New Urbanist Memes for Transit-Oriented Teens

A NUMTOT version of the Distracted Boyfriend meme.

New Urbanist Memes for Transit-Oriented Teens

It started as a joke. Then it became a thing.

You might imagine that the appeal of a joke Facebook group about new urbanism—a design movement that promotes mixed-use, walkable neighborhoods and public transit—would be somewhat limited. And you would be wrong.

Juliet Eldred, AB’17 (geographical studies and visual arts), started New Urbanist Memes for Transit-Oriented Teens (NUMTOT) in March 2017, during finals week. Eldred is now an analyst at a transportation consulting firm in Boston, and NUMTOT has more than 125,000 members. There are three administrators, including Emily Orenstein, Class of 2019, and nine moderators. The group had to add moderators in Australia because discussions got heated while the American moderators were asleep.

NUMTOT has been written about in Chicago magazine, the Atlantic’s Citylab blog (“The Transit-Oriented Teens Are Coming to Save Your City”), the Guardian, and the New York Times. It’s inspired more than 60 spinoff groups, including Two Wheeled Memes for Bicycle Oriented Teens, Transit Focused Snaps for Composition Minded Chaps, Teutonische Städtebau-Meme für verkehrinteressierte junge Erwachsene, and NUMTinder.

One day this past summer, Eldred took time during her lunch hour to explain the NUMTOT phenomenon.


First, you’re not actually a teen.

No. It’s a ridiculous Facebook meme group naming convention, Blank Memes for Blank Teens.

How did NUMTOT get so famous?

It struck a nerve in a way I don’t think any of us were expecting. Things you would think are niche—street design and trains and planning—are actually relevant to everybody and affect our day-to-day lives.

Do your parents understand the memes?

My mom is in the group. She’s very supportive. Sometimes she’ll call me a NUMTOT and I’m like, “Mother, please don’t.” She does occasionally ask me to explain things. It’s weird and sort of cringey to have to explain.

It’s not just a meme group though.

I sometimes wish people were less serious. We started it as a joke group. It was never intended to be a serious discussion group.

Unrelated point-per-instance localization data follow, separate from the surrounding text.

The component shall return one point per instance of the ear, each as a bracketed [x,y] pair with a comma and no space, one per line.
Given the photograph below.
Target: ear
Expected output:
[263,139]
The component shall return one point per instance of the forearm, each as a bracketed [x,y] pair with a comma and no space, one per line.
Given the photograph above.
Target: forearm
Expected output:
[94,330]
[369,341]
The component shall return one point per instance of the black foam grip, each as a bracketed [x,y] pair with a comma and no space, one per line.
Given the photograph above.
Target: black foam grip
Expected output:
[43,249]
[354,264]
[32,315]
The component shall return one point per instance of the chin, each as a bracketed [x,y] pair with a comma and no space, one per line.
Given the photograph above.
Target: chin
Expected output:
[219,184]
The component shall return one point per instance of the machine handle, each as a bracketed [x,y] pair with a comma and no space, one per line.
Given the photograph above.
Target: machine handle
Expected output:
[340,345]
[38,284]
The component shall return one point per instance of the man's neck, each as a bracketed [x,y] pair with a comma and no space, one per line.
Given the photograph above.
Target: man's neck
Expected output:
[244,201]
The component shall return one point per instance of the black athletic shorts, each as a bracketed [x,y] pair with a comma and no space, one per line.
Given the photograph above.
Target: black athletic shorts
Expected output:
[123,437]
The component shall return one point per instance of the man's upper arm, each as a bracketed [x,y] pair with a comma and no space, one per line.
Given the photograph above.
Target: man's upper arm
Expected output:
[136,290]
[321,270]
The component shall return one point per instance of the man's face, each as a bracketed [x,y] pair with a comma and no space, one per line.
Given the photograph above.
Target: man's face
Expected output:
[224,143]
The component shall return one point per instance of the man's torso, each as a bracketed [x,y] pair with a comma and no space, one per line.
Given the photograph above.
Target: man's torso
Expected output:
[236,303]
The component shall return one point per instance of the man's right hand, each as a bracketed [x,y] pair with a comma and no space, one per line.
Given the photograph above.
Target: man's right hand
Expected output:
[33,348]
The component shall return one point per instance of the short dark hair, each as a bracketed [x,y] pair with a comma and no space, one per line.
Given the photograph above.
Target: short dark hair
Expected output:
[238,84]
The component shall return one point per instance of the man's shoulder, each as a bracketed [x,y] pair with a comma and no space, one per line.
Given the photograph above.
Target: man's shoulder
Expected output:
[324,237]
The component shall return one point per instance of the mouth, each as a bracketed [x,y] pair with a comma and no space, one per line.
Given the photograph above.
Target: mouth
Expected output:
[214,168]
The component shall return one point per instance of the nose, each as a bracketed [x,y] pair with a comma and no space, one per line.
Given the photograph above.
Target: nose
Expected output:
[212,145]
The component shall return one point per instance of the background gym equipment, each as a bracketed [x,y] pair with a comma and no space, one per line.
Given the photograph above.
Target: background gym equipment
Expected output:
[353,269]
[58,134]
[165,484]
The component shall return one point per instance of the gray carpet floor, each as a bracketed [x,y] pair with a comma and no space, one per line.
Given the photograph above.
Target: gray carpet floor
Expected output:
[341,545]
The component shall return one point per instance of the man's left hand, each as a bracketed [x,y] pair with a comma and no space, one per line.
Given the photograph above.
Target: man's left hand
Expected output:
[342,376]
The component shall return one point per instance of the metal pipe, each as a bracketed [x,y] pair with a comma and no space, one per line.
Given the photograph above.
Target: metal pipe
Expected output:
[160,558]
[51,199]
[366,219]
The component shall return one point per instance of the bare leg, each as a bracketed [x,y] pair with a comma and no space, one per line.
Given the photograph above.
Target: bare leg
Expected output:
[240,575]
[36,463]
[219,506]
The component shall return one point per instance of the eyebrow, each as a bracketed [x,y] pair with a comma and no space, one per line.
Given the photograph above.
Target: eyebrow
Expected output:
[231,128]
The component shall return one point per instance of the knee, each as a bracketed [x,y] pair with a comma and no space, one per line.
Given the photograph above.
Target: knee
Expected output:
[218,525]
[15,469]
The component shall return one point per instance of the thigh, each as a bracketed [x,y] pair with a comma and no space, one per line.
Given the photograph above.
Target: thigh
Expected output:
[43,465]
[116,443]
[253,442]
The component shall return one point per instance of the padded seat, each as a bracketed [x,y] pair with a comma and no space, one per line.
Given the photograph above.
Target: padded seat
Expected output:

Back in November 2016, I had started the Facebook group I Feel Personally Attacked by This Relatable Map, mostly about maps and stuff. In March 2017 there was a thread about highway planning. It ended up devolving into joking about Robert Moses [the urban planner who wanted to drop a highway on Greenwich Village] and Jane Jacobs [author of The Death and Life of American Cities (Random House, 1961) and Moses’s archenemy]. That led to the idea of starting a new urbanist shitposting Facebook group.

Is there a long-term plan?

Usually Facebook groups burn out on their own. This group hasn’t shown any signs of doing that. The broader mission, which has sort of become a reality, is to connect people to real-life organizing and activism opportunities.

I actually went to a NUMTOT Meetup group in Somerville [Massachusetts] that I had no part in organizing. There were 20 people there. I was really surprised.